After the death of Lorenzo de' Medici, in 1492, Pico moved to Ferrara, although he continued to visit Florence. In Florence, political instability gave rise to the increasing influence of Savonarola, whose reactionary opposition to Renaissance expansion and style had already brought about conflict with the Medici family (they eventually were expelled from Florence) and would lead to the wholesale destruction of books and paintings. Nevertheless, Pico became a follower of Savonarola. Determined to become a monk, he dismissed his former interest in Egyptian and Chaldean texts, destroyed his own poetry and gave away his fortune.[22]

Death

Angel Appearing to Zacharias (detail), by Domenico Ghirlandaio, c. 1486–90, showing (l–r) Marsilio Ficino, Cristoforo Landino, Poliziano and Demetrios Chalkondyles

In 1494, at the age of 31, Pico died under mysterious circumstances along with his friend Poliziano.[23]

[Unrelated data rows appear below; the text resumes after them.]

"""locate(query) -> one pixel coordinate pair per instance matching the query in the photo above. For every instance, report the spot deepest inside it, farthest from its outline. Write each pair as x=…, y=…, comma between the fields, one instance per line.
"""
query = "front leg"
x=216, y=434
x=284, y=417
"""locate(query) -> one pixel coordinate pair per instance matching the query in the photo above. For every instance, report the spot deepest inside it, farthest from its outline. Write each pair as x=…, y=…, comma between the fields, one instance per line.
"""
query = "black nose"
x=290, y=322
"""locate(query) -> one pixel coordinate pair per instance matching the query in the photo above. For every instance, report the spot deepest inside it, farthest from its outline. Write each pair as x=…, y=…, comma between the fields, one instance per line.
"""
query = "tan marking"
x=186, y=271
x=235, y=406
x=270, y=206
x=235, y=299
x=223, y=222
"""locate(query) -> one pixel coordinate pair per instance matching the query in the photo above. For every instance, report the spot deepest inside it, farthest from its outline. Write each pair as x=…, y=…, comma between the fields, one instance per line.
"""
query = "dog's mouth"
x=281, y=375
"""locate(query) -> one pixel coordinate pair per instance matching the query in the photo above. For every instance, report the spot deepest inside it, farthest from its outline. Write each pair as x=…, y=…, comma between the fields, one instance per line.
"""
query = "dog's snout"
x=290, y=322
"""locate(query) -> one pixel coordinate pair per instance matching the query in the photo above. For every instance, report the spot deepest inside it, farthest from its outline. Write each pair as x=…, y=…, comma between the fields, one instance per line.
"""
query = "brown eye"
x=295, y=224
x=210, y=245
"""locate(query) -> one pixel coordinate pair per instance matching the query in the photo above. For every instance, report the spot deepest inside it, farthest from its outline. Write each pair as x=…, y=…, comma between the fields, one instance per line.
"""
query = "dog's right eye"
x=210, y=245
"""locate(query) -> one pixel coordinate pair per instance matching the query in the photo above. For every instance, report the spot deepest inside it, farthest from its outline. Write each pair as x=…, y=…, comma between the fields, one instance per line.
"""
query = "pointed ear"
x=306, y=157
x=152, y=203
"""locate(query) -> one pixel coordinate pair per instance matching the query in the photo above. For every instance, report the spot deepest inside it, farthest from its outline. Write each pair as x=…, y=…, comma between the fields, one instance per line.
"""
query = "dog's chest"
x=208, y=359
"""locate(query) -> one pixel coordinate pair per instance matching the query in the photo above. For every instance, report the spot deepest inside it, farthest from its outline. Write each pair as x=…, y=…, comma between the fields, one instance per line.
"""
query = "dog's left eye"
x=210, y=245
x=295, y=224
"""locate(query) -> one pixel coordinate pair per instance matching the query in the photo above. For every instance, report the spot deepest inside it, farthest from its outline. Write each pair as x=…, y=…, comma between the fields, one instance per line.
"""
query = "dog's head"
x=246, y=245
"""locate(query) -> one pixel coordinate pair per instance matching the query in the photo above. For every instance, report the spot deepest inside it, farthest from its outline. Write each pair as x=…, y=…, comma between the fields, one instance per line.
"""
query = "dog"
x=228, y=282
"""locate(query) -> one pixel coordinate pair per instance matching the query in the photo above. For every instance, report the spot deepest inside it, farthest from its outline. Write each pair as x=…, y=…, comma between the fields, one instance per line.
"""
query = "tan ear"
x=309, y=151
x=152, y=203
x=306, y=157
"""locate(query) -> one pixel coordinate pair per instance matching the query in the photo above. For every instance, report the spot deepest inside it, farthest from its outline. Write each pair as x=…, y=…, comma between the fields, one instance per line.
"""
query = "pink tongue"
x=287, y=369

It was rumoured that his own secretary had poisoned him because Pico had become too close to Savonarola.[21] He was interred together with Girolamo Benivieni at San Marco, and Savonarola delivered the funeral oration. Ficino wrote:

Our dear Pico left us on the same day that Charles VIII was entering Florence, and the tears of men of letters compensated for the joy of the people. Without the light brought by the king of France, Florence might perhaps have never seen a more somber day than that which extinguished Mirandola's light.[21]

In 2007, the bodies of Poliziano and Pico were exhumed from the Church of San Marco in Florence to establish the causes of their deaths.[24] Forensic tests showed that both Poliziano and Pico likely died of arsenic poisoning, possibly at the order of Lorenzo's successor, Piero de' Medici.[25]